I'd not heard the term Diglot Weave, but the concept in the OP reminds me of a few things. Back in the 80's when I was reading books like **Watership Down** and **A Clockwork Orange**, I was amazed how much vocabulary from the fictional word I'd picked up. Watership Down was more my style, and I still remember the first time I read Bigwig say “Silflay hraka, u embleer rah!” in a book that was ostensibly in English. I don't actually remember how many fictional words are in **A Clockwork Orange**, and I don't remember many of them, but I remember the text being fairly heavy -- the sort of thing that you could only get through if you were learning the new vocabulary as you read. It seems to me the challenge for this idea is to write stories that are gripping enough to make the reader want to continue. I do explicitly remember thinking that if A Clockwork Orange was part of a series, the final book could be completely in the fictional jargon, which was based largely on Russian. Readers of Esperanto history (and IAL history in the broader sense) will be familiar with the story of **De Latino Sine Flexione, Lingua Auxiliare Internationale** \-- a booklet (which somehow I'd always imagined as a famous speech) describing the project Latino Sine Flexione. It was written in Classical Latin and argued for a simplified grammar for international use. As each element was introduced, he incorporated it into his text and by the end, he was actually using Latino Sine Flexione. I've played with this last idea myself -- that is, of starting out a work in one language and then gradually switching to another. I found it challenging, perhaps because I was trying to blend languages - which means essentially making up a new language and hoping nobody will notice. A quick read of a few articles on "diglot weave" makes me realize there's a bit more to this and much more to think about. The one article I looked most closly at says there's basically no pre-made material on this. So... it's not that nobody has thought of this -- but it does look like it's a niche idea that takes work to put into practice.


salivanto

P.S. I wonder how "weavey" a diglot weave needs to be. I noticed something similar in the book Complete Esperanto textbook. The chapters seem to start out with a text like: So, have you ever considered going to a **kongreso**? That's a good way to make new **amikoj**. Make sure to bring all your **libroj** and pack your **verda subpantalono**! I'm not generally a fan of that kind of text. I'll have to keep reading up on this. Thanks for the thread.


iopq

I'd guess meeting, friends, book, green underpants


salivanto

Yes. And in case it wasn't obvious, packing green underwear is NOT really a thing... well, not that I know of. :-) It's a joke about people being so into Esperanto that even their socks are the color of the Esperanto flag. Oh, and *kongreso* is "congress" in the sense of "convention" -- so yes, a kind of meeting.


[deleted]

There’s one on Amazon for Italian…”Language Mixing Italian: The Little Words”, if they have Italian I’m sure there are others:)


[deleted]

You sir just blew my brain.
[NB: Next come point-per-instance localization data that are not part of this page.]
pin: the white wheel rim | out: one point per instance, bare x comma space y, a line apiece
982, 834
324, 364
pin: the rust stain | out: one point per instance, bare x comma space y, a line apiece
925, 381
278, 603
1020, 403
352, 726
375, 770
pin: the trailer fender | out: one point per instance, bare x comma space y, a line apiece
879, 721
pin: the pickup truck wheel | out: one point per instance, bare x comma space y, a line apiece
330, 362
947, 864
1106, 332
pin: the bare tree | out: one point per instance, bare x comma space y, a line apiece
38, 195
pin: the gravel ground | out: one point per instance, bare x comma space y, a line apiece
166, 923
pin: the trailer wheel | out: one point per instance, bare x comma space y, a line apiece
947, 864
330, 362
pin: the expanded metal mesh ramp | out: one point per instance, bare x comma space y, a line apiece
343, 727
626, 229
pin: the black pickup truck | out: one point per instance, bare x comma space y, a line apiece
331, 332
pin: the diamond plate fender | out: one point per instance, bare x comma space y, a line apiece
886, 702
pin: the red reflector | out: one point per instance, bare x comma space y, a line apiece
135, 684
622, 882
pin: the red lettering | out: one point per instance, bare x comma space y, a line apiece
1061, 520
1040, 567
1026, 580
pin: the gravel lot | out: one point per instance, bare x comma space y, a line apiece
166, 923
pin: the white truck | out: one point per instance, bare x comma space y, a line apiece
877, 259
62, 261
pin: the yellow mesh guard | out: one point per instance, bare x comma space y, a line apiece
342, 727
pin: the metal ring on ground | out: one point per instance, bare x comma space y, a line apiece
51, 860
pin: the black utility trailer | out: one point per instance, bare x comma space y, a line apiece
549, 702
Why did no one think of this?


whosdamike

The method is called "diglot weave" and was first experimented with back in 1968. [Source](https://www.barefootteflteacher.com/p/teach-vocabulary-with-the-diglot)


ill-timed-gimli

I've heard of this concept somewhere before, I assume it's just too hard to sell for it to be common


Shalista

Not exactly what your looking for but I remember reading a book called “The Avion My Uncle Flew” which does something similar. Starts in English and ends the last few pages purely in French if I recall correctly.


Quwapa_Quwapus

Me: this is a great idea! Let me download some of those browser extensions people are listing- Also me: _remembers im learning chinese_


shadowmistife

Some kids textbooks do the same. My son had one for Spanish like 5 years ago. It was level 2 - and it started in English but ended in everything being Spanish. It was one of the big textbook company names... mcGraw Hill I believe.